Clearly, this is doubted. In all likelihood this is a new approach that exists just in Labuschagne’s mind: still constantly refining that method from dawn to dusk, going further toward simplicity than anyone has ever dared. Like basic approach? Marnus will spend months in the training with advisors and replays, completely transforming into the most basic batsman that has ever existed. That’s the quality of the focused, and the trait that has always made Labuschagne one of the most wildly absorbing cricketers in the sport.

Bigger Scene

Perhaps before this highly uncertain England-Australia contest, there is even a type of interesting contrast to Labuschagne’s unquenchable obsession. In England we have a squad for whom any kind of analysis, especially personal critique, is a risky subject. Go with instinct. Focus on the present. Embrace the current.

On the opposite side you have a player such as Labuschagne, a man terminally obsessed with the game and magnificently unbothered by others’ opinions, who observes cricket even in the spaces between the cricket, who handles this unusual pursuit with precisely the amount of absurd reverence it deserves.

And it worked. During his shamanic phase – from the moment he strode out to come in for a hurt Steve Smith at the famous ground in 2019 to until late 2022 – Labuschagne found a way to see the game on another level. To access it – through pure determination – on a higher, weirder, more frenzied level. During his time with club cricket, colleagues noticed him on the day of a match resting on a bench in a trance-like state, literally visualising every single ball of his time at the crease.

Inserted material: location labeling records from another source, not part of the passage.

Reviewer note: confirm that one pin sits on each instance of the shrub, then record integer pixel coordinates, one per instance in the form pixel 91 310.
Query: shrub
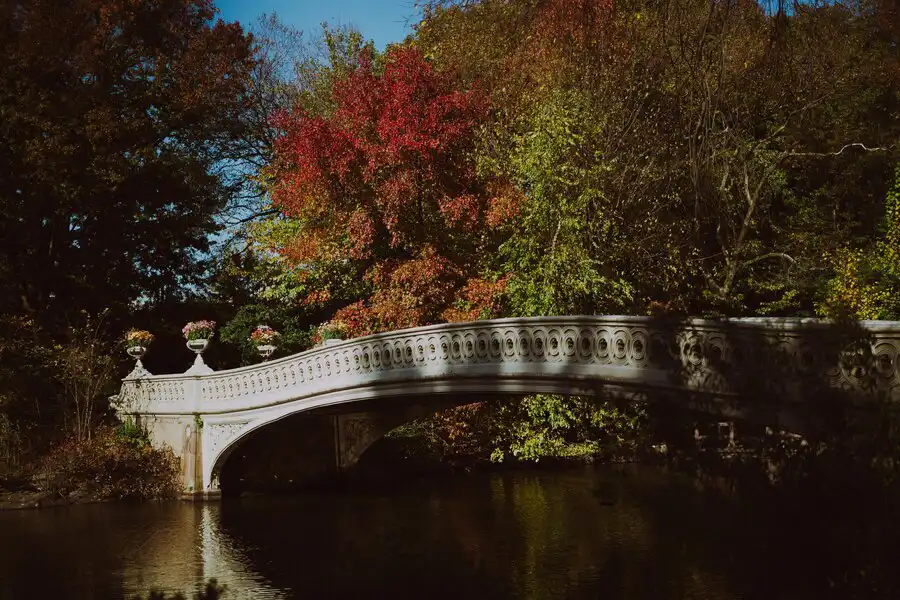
pixel 114 463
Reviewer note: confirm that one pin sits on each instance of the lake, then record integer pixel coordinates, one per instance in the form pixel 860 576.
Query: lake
pixel 636 533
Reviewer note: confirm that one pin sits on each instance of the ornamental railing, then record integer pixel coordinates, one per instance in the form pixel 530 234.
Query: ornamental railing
pixel 782 359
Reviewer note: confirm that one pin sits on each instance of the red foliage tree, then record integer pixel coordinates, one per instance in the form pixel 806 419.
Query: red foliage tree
pixel 385 182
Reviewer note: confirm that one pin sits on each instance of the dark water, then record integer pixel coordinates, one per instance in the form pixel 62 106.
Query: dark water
pixel 630 533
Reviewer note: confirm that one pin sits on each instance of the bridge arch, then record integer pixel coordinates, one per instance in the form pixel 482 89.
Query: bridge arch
pixel 698 359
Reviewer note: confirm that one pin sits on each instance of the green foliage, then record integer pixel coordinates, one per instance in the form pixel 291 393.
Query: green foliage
pixel 131 433
pixel 544 426
pixel 557 162
pixel 10 444
pixel 866 281
pixel 85 367
pixel 211 591
pixel 112 464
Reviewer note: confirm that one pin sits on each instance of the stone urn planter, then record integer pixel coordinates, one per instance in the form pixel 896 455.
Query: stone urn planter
pixel 198 347
pixel 136 343
pixel 198 334
pixel 137 353
pixel 265 339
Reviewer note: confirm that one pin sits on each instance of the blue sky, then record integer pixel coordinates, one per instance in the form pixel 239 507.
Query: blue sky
pixel 381 20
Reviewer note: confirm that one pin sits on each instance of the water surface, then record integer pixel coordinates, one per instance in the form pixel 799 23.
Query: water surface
pixel 610 533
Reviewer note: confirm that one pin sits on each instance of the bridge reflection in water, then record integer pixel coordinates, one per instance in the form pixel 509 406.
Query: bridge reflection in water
pixel 617 534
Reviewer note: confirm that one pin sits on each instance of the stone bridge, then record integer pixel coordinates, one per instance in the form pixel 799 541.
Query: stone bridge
pixel 366 384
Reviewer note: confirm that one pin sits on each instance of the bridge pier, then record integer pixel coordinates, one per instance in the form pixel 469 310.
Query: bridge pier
pixel 722 367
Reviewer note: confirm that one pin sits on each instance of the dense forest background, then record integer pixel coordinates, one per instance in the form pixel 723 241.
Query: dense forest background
pixel 511 157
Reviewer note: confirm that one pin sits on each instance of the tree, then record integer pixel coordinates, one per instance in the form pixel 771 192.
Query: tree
pixel 688 156
pixel 383 192
pixel 113 116
pixel 116 119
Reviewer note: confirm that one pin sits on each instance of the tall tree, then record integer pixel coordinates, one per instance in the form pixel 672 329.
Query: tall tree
pixel 113 115
pixel 380 184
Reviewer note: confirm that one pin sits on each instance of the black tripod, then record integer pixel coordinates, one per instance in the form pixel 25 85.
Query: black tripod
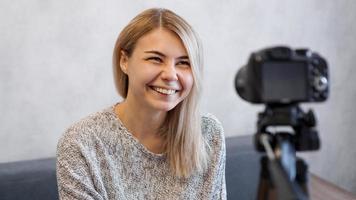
pixel 284 176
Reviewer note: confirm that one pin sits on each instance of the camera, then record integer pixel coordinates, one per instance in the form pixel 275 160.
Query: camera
pixel 281 75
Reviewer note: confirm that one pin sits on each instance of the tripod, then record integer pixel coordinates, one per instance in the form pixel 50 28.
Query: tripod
pixel 283 176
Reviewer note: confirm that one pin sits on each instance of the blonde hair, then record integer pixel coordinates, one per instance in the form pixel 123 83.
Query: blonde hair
pixel 187 151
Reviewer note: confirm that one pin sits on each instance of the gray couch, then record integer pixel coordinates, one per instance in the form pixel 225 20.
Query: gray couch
pixel 36 179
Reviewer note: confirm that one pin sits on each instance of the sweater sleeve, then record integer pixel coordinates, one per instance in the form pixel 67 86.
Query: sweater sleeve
pixel 73 173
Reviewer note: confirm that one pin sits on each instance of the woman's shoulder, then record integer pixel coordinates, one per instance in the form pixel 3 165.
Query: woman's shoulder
pixel 86 128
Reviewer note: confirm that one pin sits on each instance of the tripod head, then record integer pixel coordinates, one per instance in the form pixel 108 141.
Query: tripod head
pixel 304 136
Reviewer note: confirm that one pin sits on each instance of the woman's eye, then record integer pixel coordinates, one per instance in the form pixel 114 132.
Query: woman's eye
pixel 184 63
pixel 155 59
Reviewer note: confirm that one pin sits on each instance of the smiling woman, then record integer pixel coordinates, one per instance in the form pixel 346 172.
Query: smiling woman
pixel 155 144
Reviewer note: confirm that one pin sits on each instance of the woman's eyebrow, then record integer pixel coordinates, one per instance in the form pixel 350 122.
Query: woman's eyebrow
pixel 163 55
pixel 156 52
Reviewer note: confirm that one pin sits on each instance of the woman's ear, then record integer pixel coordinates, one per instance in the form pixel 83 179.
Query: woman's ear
pixel 124 61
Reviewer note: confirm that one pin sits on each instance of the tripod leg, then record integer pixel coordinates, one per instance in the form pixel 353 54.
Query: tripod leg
pixel 302 175
pixel 265 189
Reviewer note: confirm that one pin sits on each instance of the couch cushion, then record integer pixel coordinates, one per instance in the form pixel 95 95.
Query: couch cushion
pixel 34 179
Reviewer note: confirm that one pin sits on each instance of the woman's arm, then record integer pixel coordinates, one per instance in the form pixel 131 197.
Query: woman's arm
pixel 74 177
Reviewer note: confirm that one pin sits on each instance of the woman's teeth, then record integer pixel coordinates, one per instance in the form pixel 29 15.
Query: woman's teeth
pixel 164 91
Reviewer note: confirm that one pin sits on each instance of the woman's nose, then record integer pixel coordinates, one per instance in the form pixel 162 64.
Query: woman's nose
pixel 169 72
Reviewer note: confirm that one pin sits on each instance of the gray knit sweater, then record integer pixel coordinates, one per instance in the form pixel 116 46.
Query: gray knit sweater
pixel 98 158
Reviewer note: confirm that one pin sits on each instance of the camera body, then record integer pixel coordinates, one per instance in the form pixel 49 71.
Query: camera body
pixel 280 75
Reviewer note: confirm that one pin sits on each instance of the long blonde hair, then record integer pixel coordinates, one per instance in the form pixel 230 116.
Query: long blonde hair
pixel 186 149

According to the analytics firm, during the first few years of his career a statistically unfathomable catches were spilled from his batting. Somehow Labuschagne had intuited what would happen before others could react to affect it.

Current Struggles

It’s possible this was why his form started to decline the time he achieved top ranking. There were no new heights to imagine, just a boundless, uncharted void before his eyes. Additionally – he lost faith in his signature shot, got unable to move forward and seemed to misjudge his positioning. But it’s connected really. Meanwhile his mentor, D’Costa, thinks a emphasis on limited-overs started to erode confidence in his alignment. Encouragingly: he’s recently omitted from the ODI side.

Certainly it’s relevant, too, that Labuschagne is a man of deep religious faith, an committed Christian who holds that this is all predetermined, who thus sees his job as one of reaching this optimal zone, no matter how mysterious it may seem to the rest of us.

This, to my mind, has always been the key distinction between him and Smith, a more naturally gifted player

Antonio Goodwin
Antonio Goodwin

A seasoned traveler and writer passionate about sharing unique global perspectives and sustainable living tips.